The dtcs package must remain free of ETLantic and backend dependencies. ETLantic may depend on a compatible dtcs range. Plugins may consume public DTCS models through ETLantic's compiler context but must not import ETLantic private adapters.

Standards change workflow

1. Capture a semantic requirement

Start from an engine-independent use case and identify whether DTCS already defines it. Backend convenience alone is not sufficient.

2. Specify meaning in DTCS

Add or clarify:

  • semantic action or expression node
  • function/operator identity
  • types, coercion, nullability, and errors
  • determinism, ordering, and state behavior
  • capability requirement
  • canonical examples and edge cases

3. Release the dtcs package

Publish canonical models, validation, serialization, and fixtures. The package version and supported specification version must be inspectable independently.

4. Expose ETLantic authoring syntax

Add the PySpark-inspired facade only after the DTCS package can represent the meaning. ETLantic syntax constructs public DTCS plan objects or a thin builder that normalizes immediately to them.

5. Implement at least two compilers

New semantic families require two independent compiler implementations before they are considered portable and stable.
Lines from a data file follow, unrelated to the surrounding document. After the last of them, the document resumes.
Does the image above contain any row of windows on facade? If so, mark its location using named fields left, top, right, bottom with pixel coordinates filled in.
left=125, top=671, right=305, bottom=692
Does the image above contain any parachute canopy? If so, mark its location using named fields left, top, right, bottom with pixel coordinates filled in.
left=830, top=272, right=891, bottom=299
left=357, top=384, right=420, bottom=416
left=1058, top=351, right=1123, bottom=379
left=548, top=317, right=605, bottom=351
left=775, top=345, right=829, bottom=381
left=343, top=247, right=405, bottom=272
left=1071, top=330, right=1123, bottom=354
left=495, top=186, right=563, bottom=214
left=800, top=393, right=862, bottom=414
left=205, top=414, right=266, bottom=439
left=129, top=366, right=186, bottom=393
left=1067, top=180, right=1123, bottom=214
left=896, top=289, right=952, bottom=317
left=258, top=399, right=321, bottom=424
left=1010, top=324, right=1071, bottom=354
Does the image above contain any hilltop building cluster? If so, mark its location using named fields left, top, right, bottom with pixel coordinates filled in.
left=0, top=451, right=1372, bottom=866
Experimental single-compiler support must be labeled and capability-gated.

6. Publish conformance and migration evidence

Update shared fixtures, golden plans, compiler matrices, changelogs, dependency ranges, and migration guidance before release.

Change classification

Change Expected version treatment
Add optional operation/function DTCS minor; compiler capability opt-in
Clarify wording without changing results DTCS patch plus fixture if useful
Add required field with defaultable meaning DTCS minor with compatibility adapter
Change null/type/error/order semantics DTCS plan major
Remove or rename operation/function identity DTCS plan major with migration
Change ETLantic spelling only ETLantic authoring-profile version
Change compiler lifecycle only compiler-protocol version

Required DTCS package surface

The 0.11 work should propose public imports similar to:

from dtcs.plan import (
    ColumnExpression,
    DatasetExpression,
    TransformationPlan,
)
from dtcs.semantics import (
    FunctionDefinition,
    OperationDefinition,
    PortableType,
    SemanticRegistry,
)
from dtcs.validation import validate_transformation_plan

The illustrative Python import names above must be verified against the public dtcs 0.13 API before implementation; the underlying DTCS 2.0 and 3.0 plan, registries, profiles, validation, and conformance semantics are published. ETLantic must depend only on public DTCS imports and must not duplicate their Pydantic/dataclass models.

Release train

Each ETLantic portable milestone begins with a DTCS readiness gate:

ETLantic DTCS prerequisite Current state
0.11 full Portable Relational + Rich Portable Analytics authoring over dtcs.transform-plan/2 semantics published in DTCS 2.0/3.0 / dtcs 0.13; ETLantic facade→IR remains
0.12 exact compiler capability requirements + Polars kernel claims only published; ETLantic explain/compiler integration remains
0.13 relational compiler claims (joins, unions, grouping, aggregation, ordering) on Polars + PySpark published in portable-relational/1 (+ candidate /2); authoring owned by 0.11
0.14 validation and conformance foundation published; ETLantic plugin-facing fixture packaging remains
0.15 SQL lowering + two-compiler graduation of advanced families 2.0 experimental + 3.0 Rich Portable Analytics published; authoring owned by 0.11; compilers remain

ETLantic selects dtcs>=0.13,<1 for the published DTCS 3.0 foundation (retaining 2.0 readability). Dependency bounds must never be treated as compiler-profile compatibility before CI passes the corresponding cross-project fixtures.

Governance artifacts

Every portable feature proposal should link:

  1. DTCS specification change or clarification
  2. dtcs package release/version
  3. ETLantic authoring API and plan mapping
  4. compiler capability identifiers
  5. conformance fixtures
  6. migration and compatibility notes

This chain keeps standards meaning, authoring ergonomics, and backend execution aligned while allowing both projects to evolve quickly under shared publishing authority.